When I was a bit older Mamaw would park me and my Copper-haired cousin on her wide front porch which was all windows on three sides. She would give us her scrap bag, thread and needles, and we'd occupy ourselves all afternoon making clothes for our Barbies and our trolls. Trolls are better looking, but Barbies were easier to make clothes for. I don't remember how old we were when we were first introduced to the needle and thread, but I do remember that we were young enough that we weren't allowed to use scissors yet. If we needed something cut we'd trot into the house to find Mamaw or Mama and show them what needed cutting and how far down to cut, and they'd do it for us.
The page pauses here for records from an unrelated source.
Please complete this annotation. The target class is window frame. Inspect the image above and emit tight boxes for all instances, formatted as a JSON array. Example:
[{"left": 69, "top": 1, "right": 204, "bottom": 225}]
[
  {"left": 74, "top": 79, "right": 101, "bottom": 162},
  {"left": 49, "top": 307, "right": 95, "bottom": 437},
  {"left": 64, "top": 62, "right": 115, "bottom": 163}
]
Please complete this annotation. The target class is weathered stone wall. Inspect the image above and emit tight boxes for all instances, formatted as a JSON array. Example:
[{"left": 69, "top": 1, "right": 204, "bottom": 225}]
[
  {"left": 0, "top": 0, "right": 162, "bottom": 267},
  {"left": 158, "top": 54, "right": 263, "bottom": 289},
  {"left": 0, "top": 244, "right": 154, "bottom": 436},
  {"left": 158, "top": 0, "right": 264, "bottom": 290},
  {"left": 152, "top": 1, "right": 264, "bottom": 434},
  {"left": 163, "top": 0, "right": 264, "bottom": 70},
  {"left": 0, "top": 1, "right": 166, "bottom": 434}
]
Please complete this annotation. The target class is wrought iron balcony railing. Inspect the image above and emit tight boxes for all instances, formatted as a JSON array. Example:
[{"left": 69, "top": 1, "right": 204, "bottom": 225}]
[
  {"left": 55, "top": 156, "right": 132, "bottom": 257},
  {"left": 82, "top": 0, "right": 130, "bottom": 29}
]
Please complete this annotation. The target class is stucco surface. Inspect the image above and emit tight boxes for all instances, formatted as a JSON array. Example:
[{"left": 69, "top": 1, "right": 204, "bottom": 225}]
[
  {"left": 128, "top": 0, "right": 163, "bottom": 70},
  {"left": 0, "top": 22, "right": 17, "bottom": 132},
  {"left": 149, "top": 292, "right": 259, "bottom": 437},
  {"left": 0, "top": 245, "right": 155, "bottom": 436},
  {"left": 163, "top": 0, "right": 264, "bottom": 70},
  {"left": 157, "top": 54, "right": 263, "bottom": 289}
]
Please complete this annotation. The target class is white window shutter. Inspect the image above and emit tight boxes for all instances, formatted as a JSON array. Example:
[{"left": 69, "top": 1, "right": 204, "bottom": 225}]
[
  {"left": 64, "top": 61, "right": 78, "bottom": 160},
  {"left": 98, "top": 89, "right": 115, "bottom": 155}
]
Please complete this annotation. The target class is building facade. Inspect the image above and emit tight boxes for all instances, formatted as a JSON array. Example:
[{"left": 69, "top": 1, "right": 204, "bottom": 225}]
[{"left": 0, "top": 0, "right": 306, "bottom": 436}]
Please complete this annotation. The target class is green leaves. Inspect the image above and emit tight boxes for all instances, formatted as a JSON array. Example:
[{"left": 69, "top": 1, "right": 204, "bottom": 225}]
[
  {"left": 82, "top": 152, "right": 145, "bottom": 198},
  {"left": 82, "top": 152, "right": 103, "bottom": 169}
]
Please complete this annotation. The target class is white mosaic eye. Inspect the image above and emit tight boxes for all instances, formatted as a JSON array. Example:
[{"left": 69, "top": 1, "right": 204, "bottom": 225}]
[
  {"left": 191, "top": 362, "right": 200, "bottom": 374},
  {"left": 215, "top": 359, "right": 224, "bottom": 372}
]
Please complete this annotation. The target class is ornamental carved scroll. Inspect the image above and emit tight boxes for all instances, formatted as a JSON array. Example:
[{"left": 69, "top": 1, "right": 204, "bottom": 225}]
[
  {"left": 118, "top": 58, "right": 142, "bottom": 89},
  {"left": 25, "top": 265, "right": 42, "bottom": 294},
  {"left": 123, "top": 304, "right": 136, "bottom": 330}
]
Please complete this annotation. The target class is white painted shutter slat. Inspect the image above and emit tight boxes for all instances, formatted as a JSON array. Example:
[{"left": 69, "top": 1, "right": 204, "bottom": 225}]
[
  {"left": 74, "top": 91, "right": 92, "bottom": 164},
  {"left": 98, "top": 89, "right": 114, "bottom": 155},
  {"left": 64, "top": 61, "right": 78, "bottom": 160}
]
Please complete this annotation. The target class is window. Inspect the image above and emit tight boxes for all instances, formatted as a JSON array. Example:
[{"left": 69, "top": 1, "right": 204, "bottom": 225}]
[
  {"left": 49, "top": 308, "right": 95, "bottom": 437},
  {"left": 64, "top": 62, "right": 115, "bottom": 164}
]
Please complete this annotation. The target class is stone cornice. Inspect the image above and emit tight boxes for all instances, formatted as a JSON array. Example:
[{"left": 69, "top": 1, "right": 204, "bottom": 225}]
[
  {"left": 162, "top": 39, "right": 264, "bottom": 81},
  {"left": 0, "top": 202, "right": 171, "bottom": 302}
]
8-I am thankful for Pie. The pies of my childhood were all homemade, mostly by my maternal grandmother Mama, and my paternal grandmother Mom. In both homes they were kept in the "icebox" to keep them from spoiling. consequently I knew nothing of the supposed virtues of the proper flaky pie crust so touted in Crisco commercials. Pie crust to me was cold and soggy. Yum.
9- I am thankful for Men's Shirts. My first source of fabric was the rag bags of my Mama and Mamaw, and in both of these worn out men's shirts featured heavily. Daddy worked in a glass factory and burned holes in his clothes a lot. Papaw was a coal miner, and whatever they do down there it is very hard on collars and cuffs. Mending was the first solution for this, but eventually a shirt would be too far gone to be worth mending, and then it was carefully taken apart. The buttons would be added to the button jar, which doubled as a source of buttons for reuse and a children's entertainment center. We didn't have PlayStation in my day, we played with buttons that weren't attached to anything and that didn't 'do' anything. The shirt pieces were put in the rag bag. Ratty bits would be used to scrub things with. Nicer bits would be used for patching other shirts, making quilt patches, making clothes for dolls or small people and making smallish household things like pincushions, pot holders and so on. the back of a man's shirt is big enough to cut into a square and hem for a nice cloth napkin. Two pockets sewn together back to back make a nice little treasure bag, and what child doesn't need a place to keep treasures.
10-I am thankful for Sodden Gosh-Awful Misery. This is something I haven't really had much of in life, and when I've had it I haven't liked it one little bit. Hated it really. Still, it makes a nice change from being son damn happy all the time, and they say it helps one develop character.
There you have it, Ten Thankfuls from moi with love.
and I've got seven whole days to think up another ten.
<3
Rapunzel
PS-Spellchecker wants me to change Barbies to Arbors. I refuse.